The tumult with Netflix’s stock is also related to broader economic trends, as many stocks declined in reaction to President Trump’s tariffs. Spotify (-7.4%), Warner Bros. Discovery (-6.4%), Roku (-6.4%), Disney (-3.6%), and Amazon (-3.7%) all saw their stock prices fall.
Netflix’s declining subscription numbers might also be related to an analysis from MoffettNathason that suggested that Netflix’s subscriber growth might slow substantially at some point this year. Although “it is likely Netflix has a few more quarters of strong subscriber growth driven by its content slate and ad-tier,” the analysis said, “we do expect the benefits of the password-sharing crackdown to slow.”
This comes as Netflix is planning to stop sharing its subscriber numbers every quarter the way it has historically.

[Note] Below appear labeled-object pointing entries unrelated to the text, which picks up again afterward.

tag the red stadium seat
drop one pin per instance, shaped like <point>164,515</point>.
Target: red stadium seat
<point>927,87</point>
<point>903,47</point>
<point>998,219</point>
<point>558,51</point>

The company has stated that metrics like engagement and profitability better reflect the overall health of the company, and of its streaming arm.
Netflix CFO Spencer Neumann, meanwhile, has signaled that the company is planning to continue increasing its spending over the coming years. “We’re not anywhere near a ceiling,” Neumann said at an investor conference.
So, while the stock may have declined substantially, it seems that the company is still projecting strength, and has plenty of reasons to support that claim. It’s impossible to say how much of the decline was related to broader economic trends, and how much was specific to Netflix.